Pubs are now closing at the rate of six every day and more will follow if the Government presses ahead with plans for a mandatory code on alcohol retailing, which could cost the industry over £300m in the first year alone.
The latest closure figures from the British Beer and Pub Association (BBPA) reveal that pubs are closing 20 times faster than three years ago. The figure of 39 closures a week in the last six months of 2008 compares to 36 a week for the first six months of the year. Last year, 1,973 pubs shut — 40% up on 2007 levels.
Suburban community pubs have been hit the hardest, closing at the rate of 19-a-week while town centre pubs have been closing at the rate of eight-a-week and rural pubs at 13-a-week.
The BBPA estimates that 44,000 jobs have been axed over the past couple of years with another 60,000 set to go if the Government follows through on plans for a mandatory code for the industry.
The mandatory code, which receives its second reading in Parliament today as part of the Policing and Crime Bill, could make training compulsory, make the provision of 125ml wine glasses mandatory and introduce alcohol warnings at the point of sale.
Home Office estimates put the cost to pubs and bars at £11,238 each per year. Home Office documents concede that "there is the potential for significant transitional costs including job losses and the closure of small businesses".

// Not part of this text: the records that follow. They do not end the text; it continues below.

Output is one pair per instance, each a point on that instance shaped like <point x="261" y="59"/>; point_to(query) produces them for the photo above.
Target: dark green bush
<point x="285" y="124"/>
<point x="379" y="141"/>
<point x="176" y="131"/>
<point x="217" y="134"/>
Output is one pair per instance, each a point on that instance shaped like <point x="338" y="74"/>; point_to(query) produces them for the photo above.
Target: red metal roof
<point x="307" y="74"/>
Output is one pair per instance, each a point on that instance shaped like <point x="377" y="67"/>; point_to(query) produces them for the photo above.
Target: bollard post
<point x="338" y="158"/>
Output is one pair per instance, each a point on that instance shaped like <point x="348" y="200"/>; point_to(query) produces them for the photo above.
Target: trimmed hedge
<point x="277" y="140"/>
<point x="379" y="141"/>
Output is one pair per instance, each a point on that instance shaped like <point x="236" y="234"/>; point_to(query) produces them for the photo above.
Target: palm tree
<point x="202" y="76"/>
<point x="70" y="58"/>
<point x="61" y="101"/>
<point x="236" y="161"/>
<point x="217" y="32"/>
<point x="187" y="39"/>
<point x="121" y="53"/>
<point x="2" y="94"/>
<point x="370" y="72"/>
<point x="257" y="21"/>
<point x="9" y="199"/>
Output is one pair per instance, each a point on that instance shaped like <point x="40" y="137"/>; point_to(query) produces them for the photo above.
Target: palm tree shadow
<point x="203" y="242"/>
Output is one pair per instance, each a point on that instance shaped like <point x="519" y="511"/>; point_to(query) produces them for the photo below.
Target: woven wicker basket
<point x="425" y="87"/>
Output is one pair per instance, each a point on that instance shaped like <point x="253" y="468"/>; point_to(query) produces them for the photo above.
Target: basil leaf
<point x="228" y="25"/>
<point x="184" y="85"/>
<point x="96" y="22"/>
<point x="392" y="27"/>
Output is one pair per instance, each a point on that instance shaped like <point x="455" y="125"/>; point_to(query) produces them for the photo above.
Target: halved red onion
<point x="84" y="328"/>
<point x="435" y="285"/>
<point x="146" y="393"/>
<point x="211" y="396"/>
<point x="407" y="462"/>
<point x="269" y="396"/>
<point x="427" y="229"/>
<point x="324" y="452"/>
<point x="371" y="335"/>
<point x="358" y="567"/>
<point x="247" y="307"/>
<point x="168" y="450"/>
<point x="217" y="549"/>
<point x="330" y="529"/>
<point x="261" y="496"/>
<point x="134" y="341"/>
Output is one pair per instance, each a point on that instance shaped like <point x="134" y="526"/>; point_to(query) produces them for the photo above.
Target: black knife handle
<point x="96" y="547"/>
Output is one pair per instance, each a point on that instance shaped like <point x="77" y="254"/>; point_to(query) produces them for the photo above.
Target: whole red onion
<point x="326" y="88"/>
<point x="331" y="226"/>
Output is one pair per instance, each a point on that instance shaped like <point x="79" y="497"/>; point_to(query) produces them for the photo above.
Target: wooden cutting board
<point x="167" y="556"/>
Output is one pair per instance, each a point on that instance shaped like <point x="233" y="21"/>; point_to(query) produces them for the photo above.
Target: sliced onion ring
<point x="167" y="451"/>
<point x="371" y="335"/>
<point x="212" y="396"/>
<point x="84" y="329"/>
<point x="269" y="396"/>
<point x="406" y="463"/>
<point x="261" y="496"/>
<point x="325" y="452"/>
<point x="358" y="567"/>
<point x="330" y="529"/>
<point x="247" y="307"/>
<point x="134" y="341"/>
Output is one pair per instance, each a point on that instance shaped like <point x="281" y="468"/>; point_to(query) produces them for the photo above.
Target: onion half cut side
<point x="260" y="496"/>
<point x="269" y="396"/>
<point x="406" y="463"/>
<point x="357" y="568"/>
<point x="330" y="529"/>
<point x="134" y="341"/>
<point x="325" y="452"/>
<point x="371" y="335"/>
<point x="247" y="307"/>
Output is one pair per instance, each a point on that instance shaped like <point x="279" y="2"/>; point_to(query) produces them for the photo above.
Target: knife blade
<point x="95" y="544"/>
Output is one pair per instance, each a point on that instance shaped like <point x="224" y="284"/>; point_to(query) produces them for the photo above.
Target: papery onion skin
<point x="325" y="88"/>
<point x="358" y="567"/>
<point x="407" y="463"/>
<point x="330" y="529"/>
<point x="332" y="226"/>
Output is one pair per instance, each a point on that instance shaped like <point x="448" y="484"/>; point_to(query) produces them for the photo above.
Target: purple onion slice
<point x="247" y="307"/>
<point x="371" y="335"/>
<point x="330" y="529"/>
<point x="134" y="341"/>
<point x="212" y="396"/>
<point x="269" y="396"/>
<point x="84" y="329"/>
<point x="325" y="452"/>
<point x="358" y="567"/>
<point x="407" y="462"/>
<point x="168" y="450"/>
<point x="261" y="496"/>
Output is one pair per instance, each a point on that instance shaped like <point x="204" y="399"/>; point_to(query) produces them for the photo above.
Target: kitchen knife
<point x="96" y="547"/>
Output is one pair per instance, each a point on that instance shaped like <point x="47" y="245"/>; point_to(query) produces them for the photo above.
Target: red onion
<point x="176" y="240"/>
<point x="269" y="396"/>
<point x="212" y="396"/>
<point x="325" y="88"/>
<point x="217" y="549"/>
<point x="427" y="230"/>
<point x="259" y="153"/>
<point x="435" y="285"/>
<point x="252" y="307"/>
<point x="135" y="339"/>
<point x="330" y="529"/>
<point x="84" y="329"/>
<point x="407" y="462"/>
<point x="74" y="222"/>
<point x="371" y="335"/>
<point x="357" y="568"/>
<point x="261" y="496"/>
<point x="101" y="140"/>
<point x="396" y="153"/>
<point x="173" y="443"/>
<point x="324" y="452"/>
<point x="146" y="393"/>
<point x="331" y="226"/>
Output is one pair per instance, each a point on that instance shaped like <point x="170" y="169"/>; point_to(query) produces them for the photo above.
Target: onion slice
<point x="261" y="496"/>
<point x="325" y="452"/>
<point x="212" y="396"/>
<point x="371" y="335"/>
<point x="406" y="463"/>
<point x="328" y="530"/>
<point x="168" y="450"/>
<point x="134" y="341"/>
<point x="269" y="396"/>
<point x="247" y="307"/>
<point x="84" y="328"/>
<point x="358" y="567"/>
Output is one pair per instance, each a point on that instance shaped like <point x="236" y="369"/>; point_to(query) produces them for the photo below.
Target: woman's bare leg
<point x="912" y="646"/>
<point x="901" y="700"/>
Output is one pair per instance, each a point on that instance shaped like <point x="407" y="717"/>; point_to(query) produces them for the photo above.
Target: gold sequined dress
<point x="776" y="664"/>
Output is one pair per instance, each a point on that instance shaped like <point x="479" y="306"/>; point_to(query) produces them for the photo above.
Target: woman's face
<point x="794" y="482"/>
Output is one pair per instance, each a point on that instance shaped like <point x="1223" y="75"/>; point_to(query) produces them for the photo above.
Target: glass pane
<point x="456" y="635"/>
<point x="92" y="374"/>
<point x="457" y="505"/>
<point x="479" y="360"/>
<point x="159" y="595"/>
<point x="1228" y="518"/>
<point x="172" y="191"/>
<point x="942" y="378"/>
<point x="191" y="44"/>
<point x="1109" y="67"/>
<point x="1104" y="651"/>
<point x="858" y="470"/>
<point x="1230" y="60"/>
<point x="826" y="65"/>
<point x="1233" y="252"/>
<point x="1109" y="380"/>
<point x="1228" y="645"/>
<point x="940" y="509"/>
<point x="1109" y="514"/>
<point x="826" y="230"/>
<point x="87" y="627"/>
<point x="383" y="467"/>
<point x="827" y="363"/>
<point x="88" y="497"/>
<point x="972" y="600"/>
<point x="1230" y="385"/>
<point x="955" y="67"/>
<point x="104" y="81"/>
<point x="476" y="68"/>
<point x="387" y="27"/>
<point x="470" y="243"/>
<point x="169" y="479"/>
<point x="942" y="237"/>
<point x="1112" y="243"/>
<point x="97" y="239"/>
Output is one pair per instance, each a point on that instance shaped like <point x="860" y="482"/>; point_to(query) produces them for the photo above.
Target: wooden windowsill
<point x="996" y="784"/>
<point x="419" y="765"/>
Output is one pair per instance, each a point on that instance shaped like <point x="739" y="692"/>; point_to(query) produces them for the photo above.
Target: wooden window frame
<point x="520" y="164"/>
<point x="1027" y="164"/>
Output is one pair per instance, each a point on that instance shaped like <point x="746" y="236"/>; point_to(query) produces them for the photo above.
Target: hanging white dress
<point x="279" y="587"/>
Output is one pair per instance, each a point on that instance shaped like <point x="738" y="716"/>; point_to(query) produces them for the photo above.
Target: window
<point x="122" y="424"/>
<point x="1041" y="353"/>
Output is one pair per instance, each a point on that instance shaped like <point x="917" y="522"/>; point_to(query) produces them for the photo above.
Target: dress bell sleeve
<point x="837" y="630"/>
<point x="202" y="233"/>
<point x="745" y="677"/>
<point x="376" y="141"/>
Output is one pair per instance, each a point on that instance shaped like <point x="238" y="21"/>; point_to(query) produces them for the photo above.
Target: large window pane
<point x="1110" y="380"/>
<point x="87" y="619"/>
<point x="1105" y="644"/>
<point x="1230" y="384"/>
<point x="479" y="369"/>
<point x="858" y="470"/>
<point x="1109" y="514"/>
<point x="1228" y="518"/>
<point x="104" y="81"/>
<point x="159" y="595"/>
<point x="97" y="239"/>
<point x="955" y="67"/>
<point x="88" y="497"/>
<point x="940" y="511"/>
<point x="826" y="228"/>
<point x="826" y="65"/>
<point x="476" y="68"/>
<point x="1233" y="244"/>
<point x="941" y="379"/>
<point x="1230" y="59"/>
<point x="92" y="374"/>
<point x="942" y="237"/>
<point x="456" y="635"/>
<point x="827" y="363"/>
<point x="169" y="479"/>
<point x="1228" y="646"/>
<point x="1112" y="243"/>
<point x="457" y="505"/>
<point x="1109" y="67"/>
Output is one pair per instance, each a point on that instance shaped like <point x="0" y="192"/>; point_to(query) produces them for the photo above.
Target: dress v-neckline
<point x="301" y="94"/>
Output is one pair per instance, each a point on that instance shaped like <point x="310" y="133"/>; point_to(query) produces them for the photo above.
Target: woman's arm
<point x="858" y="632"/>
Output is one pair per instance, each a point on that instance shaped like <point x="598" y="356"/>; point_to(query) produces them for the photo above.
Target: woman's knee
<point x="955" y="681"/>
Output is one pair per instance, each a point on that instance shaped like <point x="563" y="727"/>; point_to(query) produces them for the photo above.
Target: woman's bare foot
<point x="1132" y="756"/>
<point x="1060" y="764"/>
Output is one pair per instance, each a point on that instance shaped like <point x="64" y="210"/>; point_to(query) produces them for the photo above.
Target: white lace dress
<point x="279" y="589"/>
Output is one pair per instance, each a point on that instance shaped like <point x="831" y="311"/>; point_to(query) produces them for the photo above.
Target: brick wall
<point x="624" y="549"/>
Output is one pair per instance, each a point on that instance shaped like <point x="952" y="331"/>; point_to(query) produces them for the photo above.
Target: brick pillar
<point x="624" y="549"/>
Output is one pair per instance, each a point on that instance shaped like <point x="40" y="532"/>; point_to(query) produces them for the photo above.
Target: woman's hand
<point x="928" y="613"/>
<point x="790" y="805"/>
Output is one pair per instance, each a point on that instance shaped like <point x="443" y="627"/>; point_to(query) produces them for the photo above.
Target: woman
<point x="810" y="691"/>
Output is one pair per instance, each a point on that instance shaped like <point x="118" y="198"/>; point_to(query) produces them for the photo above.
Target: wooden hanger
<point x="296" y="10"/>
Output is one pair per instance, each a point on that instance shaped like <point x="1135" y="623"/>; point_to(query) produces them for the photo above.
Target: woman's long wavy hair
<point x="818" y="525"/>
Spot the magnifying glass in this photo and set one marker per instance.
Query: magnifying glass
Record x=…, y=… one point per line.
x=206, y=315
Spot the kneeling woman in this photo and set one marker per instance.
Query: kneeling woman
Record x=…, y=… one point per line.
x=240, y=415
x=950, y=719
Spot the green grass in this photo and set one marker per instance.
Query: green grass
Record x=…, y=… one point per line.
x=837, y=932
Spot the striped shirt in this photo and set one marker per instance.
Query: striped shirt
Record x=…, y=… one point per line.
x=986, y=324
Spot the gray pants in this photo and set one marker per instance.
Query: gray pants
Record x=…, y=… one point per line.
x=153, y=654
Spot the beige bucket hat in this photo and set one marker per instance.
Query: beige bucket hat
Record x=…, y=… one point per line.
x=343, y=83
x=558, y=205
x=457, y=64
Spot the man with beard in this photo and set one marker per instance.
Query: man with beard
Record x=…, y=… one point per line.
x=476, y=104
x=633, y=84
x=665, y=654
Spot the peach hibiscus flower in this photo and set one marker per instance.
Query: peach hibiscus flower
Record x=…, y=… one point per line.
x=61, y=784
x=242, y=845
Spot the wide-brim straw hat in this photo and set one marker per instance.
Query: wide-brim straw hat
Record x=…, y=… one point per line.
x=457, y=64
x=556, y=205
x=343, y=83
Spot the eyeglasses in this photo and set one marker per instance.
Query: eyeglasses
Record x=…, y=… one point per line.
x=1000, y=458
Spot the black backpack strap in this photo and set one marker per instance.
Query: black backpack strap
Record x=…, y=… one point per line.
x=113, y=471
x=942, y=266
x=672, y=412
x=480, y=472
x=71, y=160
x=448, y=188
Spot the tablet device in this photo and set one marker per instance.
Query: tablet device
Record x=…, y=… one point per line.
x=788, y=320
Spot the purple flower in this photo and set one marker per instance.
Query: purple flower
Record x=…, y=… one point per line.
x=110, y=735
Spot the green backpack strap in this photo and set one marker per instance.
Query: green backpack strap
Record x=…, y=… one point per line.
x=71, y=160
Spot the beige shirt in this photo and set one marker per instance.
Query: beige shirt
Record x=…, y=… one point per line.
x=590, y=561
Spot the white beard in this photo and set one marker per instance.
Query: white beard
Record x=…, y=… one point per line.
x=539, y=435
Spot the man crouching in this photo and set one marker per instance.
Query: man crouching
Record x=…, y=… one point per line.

BBPA chief executive Rob Hayward said: "At this time of deepening recession and rising unemployment, the Government should be actively looking at ways to support the community asset of the pub. They should not be introducing legislation that will condemn more pubs to closure and put more people out of work.
"The Government openly state they believe that their new regulations will lead to more pub closures and job losses. Pub closures are a clear demonstration of the extreme financial and economic pressures facing the sector."
The Association of Licensed Multiple Retailers estimates that 17,400 jobs were lost across the industry last year alone and has also voiced its fears that the "over-prescriptive code of practice" will lead to further job losses.
The code, itself, has been heavily criticised for being based on the KPMG report of industry standards.